La relation amoureuse entre Will et Hannibal n’est pas impossible parce qu’elle est homosexuelle (Alana Bloom aura bien, elle, une histoire d’amour homosexuelle avec la Margot Verger). Elle est impossible parce qu’elle est conditionnée par leurs fonctions respectives, fonctions qu’ils ne quitteront en réalité jamais dans la série. Hannibal a pour projet de continuer à tuer et à manger des hommes et Will a pour projet d’arrêter Hannibal. Will nous fait croire sans cesse le contraire, il nous fait croire qu’il aime Hannibal, et on peut même dire qu’il est obligé de croire qu’il l’aime pour l’atteindre. En ce sens, Will est le profiler ultime. Il est celui qui sait désormais que toute sa vie dépend intrinsèquement des crimes du serial killer. Ce n’est pas seulement un don vécu comme une malédiction comme dans la série Millennium. Ce don est en réalité son identité la plus intime. Il ne peut être rien d’autre. La relation que Will entretient avec Hannibal est comparable à celle de l’exégète d’une œuvre d’art ténébreuse, qui sait que celle-ci ne se laissera pas interpréter facilement. Il trouve immédiatement en elle une résistance ; et il devient comparable à ce séducteur impénitent face à une personne qui se refuse apparemment à lui. Il doit dès lors, pour la conquérir, donner l’apparence de la soumission, quitte à y perdre vraiment le fil de son projet, quitte à se soumettre vraiment à elle et chuter dans un labyrinthe de malheurs. C’est un leurre, mais peut-être Will y a-t-il cru trop longtemps pour que sa victoire ne puisse résulter d’autre chose que d’un sacrifice. Le profiler ultime doit mourir avec son serial killer préféré.

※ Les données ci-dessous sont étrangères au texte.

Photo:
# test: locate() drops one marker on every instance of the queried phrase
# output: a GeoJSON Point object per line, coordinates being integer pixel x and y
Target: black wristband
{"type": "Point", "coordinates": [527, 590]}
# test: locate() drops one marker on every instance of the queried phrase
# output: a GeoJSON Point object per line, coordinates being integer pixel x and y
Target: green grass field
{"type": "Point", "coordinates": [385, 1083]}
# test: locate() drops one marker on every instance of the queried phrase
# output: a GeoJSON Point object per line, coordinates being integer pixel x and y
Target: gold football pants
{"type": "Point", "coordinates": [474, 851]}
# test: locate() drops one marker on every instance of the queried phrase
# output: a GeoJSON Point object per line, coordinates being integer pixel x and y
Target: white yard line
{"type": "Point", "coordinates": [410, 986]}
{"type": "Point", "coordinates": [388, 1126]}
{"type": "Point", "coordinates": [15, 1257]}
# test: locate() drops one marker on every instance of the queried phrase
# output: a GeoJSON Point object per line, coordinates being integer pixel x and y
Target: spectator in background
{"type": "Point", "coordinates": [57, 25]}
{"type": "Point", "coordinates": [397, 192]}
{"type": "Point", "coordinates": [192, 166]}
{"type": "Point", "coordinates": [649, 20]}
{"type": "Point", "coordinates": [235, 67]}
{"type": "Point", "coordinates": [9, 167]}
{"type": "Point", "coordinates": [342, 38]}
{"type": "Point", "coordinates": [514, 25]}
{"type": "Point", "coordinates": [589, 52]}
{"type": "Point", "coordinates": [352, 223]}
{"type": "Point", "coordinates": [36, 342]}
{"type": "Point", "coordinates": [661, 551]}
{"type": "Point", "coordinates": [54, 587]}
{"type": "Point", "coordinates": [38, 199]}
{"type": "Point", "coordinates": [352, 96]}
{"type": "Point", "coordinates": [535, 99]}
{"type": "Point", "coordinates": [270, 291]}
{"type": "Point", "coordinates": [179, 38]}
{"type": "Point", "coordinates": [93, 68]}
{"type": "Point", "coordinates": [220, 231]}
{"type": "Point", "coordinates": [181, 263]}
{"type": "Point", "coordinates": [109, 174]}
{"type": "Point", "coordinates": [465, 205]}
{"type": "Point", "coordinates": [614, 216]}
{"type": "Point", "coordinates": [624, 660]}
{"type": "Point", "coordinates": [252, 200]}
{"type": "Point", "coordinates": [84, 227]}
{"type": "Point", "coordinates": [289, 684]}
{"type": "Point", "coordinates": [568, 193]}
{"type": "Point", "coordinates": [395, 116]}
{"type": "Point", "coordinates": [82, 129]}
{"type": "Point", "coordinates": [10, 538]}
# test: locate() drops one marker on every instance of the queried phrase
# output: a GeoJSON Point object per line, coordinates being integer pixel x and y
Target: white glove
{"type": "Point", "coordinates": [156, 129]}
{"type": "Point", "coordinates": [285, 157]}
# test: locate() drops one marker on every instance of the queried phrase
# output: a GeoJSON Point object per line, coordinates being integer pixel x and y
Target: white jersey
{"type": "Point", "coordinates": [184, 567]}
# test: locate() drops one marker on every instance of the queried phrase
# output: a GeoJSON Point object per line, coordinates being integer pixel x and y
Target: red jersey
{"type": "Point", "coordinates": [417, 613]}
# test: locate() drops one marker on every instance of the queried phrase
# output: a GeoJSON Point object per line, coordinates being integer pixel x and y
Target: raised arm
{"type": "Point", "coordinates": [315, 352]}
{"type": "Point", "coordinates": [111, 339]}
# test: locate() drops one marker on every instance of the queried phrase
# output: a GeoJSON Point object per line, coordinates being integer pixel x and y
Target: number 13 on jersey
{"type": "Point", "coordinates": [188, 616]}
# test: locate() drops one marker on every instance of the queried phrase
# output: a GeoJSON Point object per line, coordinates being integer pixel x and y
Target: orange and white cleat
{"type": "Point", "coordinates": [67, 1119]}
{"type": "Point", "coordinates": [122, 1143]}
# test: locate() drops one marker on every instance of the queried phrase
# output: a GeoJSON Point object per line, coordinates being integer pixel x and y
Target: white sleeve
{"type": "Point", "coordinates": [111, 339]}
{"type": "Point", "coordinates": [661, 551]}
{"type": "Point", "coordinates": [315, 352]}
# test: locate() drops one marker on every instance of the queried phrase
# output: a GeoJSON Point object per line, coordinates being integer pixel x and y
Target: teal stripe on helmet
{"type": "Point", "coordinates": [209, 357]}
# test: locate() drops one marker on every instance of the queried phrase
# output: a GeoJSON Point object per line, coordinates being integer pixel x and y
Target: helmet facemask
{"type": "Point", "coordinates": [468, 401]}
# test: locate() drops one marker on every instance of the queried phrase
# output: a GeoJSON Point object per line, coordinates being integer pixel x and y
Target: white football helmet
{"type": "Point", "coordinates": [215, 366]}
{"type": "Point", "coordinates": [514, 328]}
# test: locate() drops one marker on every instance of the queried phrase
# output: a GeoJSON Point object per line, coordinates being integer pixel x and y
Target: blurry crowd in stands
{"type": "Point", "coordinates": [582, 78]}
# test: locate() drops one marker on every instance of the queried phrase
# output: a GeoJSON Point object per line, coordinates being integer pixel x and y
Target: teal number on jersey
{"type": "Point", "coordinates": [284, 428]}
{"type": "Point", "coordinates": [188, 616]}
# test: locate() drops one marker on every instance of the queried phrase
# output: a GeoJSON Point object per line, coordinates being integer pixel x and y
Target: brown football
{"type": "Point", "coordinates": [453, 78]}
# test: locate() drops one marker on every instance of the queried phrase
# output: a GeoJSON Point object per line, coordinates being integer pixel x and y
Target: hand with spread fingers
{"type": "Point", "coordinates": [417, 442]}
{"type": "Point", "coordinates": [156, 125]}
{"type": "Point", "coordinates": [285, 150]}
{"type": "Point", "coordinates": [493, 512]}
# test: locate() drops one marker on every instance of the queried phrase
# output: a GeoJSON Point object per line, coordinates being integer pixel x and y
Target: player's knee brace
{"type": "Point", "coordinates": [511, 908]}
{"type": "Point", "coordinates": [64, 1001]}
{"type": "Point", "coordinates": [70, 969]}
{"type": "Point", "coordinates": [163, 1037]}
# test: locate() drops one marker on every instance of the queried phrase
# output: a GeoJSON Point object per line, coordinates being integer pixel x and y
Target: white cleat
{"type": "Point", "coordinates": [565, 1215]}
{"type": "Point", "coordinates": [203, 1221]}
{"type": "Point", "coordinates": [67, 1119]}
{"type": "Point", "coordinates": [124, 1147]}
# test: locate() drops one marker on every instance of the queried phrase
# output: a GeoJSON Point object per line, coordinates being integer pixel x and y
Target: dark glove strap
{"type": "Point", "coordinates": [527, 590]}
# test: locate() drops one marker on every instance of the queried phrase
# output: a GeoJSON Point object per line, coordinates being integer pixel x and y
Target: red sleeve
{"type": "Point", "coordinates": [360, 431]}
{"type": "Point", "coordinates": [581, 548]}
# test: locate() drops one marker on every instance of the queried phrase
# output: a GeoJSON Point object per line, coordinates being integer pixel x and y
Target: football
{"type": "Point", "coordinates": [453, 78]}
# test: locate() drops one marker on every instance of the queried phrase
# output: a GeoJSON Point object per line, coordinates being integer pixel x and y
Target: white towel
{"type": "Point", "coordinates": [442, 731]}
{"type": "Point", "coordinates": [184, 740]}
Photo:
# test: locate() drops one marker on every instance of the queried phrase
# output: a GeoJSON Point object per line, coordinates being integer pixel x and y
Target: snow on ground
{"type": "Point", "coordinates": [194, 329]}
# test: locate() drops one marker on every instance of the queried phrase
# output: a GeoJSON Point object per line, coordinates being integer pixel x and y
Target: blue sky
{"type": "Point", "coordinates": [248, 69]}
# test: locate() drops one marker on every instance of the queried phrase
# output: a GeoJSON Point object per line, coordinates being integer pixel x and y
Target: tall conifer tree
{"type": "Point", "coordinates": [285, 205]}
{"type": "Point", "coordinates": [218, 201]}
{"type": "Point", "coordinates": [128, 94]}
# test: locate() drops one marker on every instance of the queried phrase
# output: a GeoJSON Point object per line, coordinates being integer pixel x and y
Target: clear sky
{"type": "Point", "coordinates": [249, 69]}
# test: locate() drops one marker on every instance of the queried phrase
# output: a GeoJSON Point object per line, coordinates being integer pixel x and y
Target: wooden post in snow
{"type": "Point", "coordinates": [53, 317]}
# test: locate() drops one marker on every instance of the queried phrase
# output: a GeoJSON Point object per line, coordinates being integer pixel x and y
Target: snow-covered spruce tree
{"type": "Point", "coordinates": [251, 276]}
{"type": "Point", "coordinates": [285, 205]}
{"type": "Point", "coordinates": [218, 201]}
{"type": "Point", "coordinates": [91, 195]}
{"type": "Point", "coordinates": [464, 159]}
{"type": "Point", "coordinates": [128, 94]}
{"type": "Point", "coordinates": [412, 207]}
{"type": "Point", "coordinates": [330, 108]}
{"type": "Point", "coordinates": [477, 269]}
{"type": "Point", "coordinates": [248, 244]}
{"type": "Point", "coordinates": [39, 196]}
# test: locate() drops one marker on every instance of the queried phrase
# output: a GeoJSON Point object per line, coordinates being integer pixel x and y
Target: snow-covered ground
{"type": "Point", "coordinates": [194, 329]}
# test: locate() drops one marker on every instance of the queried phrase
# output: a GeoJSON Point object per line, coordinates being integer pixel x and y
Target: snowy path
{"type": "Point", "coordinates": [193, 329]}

Nous nous prenions pour des profiler, mais nous n’étions en réalité que les commanditaires des meurtres dont nous résolvions l’énigme. C’est quelque chose que la série Millennium avait déjà compris, mais c’était encore trop tôt. C’est maintenant seulement que, ayant éprouvé les linéaments sordides du sickamour pour un serial killer plus fort que les autres, nous avons le sentiment intime de notre participation à la malédiction jetée sur ce monde. Et de celle-ci, nous avons désormais le devoir d’y mettre fin par un coup tranchant d’épée indienne. Nous savons la seule solution qui peut nous être proposée : c’est la mort. Heureusement que l’exégèse est comme l’enquête, infinie, parce que la seule fin possible d’une enquête ou d’une exégèse, c’est la mort de l’enquêteur ou de l’exégète. L’exégète meurt toujours à la fin.